Il va de soi qu’en jouant au football, je consens à me faire frapper. Dans un combat de boxe, je consens à recevoir des coups de poing. Au hockey, je consens à recevoir des mises en échec.

Mais bien entendu, ce n’est pas un consentement illimité.

Depuis longtemps, les tribunaux ont dit que même dans un sport de contact, un joueur ne consentait pas à des gestes qui dépassent le cadre normal du jeu. Il n’y a eu néanmoins que de rares cas de poursuites criminelles, et uniquement dans des cas très évidents. Un coup de bâton sur la tête (McSorley). Une attaque par-derrière qui a presque paralysé un joueur (Bertuzzi).

Les agressions « ordinaires » ne donnent jamais lieu à une dénonciation criminelle, encore moins à une condamnation.

Pourquoi ? Avant d’autoriser une poursuite criminelle, un procureur serait obligé d’observer le degré implicite d’acceptation de la violence dans le hockey nord-américain. On tolère dans le hockey professionnel un degré de violence qu’aucune autre grande ligue professionnelle n’accepte. La faiblesse des sanctions, le peu de dénonciations verbales par les joueurs eux-mêmes, tout montre un degré de consentement très large. Jusqu’à quel point une agression s’écarte-t-elle de ce consentement implicite ? Le procureur devra ensuite faire une preuve hors de tout doute raisonnable. On lui opposera les mille preuves de l’acceptation de la violence dans ce milieu. Et la complicité tacite des joueurs eux-mêmes. Leur association conteste souvent les suspensions.

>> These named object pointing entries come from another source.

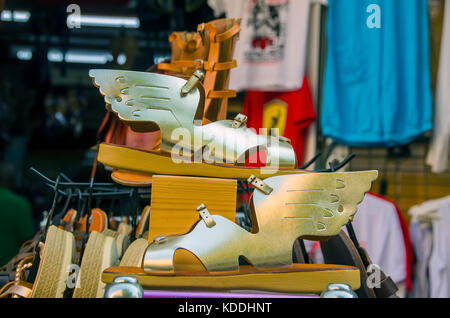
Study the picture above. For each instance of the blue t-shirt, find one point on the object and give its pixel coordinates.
(377, 87)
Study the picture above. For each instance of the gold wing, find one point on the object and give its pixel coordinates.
(312, 204)
(140, 97)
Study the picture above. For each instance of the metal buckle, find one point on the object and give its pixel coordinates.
(239, 120)
(202, 64)
(194, 79)
(160, 239)
(206, 216)
(260, 185)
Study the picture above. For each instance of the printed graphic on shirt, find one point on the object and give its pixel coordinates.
(268, 24)
(274, 116)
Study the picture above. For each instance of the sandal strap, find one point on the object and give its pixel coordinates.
(19, 288)
(235, 29)
(222, 94)
(169, 67)
(208, 66)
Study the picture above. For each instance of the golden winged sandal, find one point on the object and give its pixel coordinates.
(175, 105)
(313, 206)
(212, 48)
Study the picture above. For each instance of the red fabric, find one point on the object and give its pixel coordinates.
(407, 240)
(300, 113)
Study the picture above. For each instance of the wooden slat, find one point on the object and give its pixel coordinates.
(175, 199)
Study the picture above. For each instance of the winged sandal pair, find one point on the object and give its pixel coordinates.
(289, 203)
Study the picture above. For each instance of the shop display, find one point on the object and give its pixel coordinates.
(184, 194)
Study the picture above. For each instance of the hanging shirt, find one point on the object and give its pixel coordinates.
(289, 112)
(440, 146)
(377, 88)
(271, 50)
(378, 228)
(439, 265)
(422, 240)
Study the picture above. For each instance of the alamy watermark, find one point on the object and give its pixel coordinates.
(374, 19)
(74, 18)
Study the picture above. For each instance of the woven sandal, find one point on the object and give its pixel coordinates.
(100, 253)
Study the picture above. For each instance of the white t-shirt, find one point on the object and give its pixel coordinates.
(378, 230)
(439, 151)
(422, 241)
(271, 49)
(439, 265)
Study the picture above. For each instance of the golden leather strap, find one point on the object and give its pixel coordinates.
(181, 43)
(222, 94)
(235, 29)
(175, 36)
(21, 288)
(169, 67)
(223, 66)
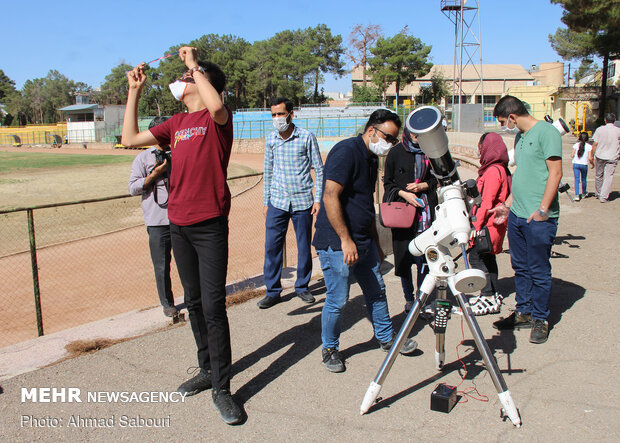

Et pourtant, se faire assommer sur une patinoire ne devrait pas faire partie des risques du métier.

Certains prétendent que Scheifele ne voulait pas blesser Evans. Il n’avait pas de mauvaises intentions.

Ah bon ? Que pouvait-il bien vouloir faire ?

« Terminer sa mise en échec » ?

Un des principes de base du droit criminel (et du simple bon sens) est qu’on est toujours censé vouloir la conséquence naturelle de ses gestes. Si je fonce à 35 km/h, épaule devant, sur un joueur vulnérable, je veux lui faire mal. Ça ne peut pas être un accident.

Toujours jeudi, les experts se demandaient s’il s’agissait d’un « assaut » ou d’un « coup à la tête ». C’est peut-être intéressant quand on tente de trouver l’article du règlement de la LNH. Mais ça change quoi ? C’est une agression dans tous les cas. Qui a causé une commotion cérébrale.

Longtemps, Don Cherry et ses disciples ont fait la promotion de la théorie de la tête basse. Selon eux, si un joueur ne regarde pas bien les menaces, tant pis pour lui, on peut lui foncer dessus, quelles que soient les circonstances. Ça n’a jamais été vrai, même dans le règlement. Mais certains pensent encore comme ça – comme certains pensent qu’une victime d’agression sexuelle en a été responsable à cause de sa tenue vestimentaire.

Il va de soi que tout geste mettant intentionnellement en danger un autre joueur est illégal et devrait être jugé comme tel. Il y a une responsabilité d’éviter de blesser l’adversaire, je dirais même de protéger l’adversaire contre les blessures, comme on n’a pas le droit de foncer volontairement sur quelqu’un même s’il n’a pas fait son stop. Toutes les mises en échec ne sont donc pas acceptables. Et ce qu’on a appelé depuis 36 heures un coup « salaud » est un authentique acte de voies de fait.

Mais n’allez pas demander aux gens de la ligue d’appeler « crime » un geste qui ne vaut même pas une suspension sérieuse.

Viendra donc un jour, comme je disais plus haut, où il faudra que les tribunaux s’en mêlent.

Ça viendra après des blessures graves à un joueur.

Il y aura des poursuites civiles pour de gros montants, d’un joueur courageux dont la carrière aura été ruinée par un « geste salaud ». Peut-être même des accusations criminelles.

Tout est en place, la table est mise, le danger bien connu, annoncé.

Il ne manque que la victime parfaite, il ne manque que la tragédie.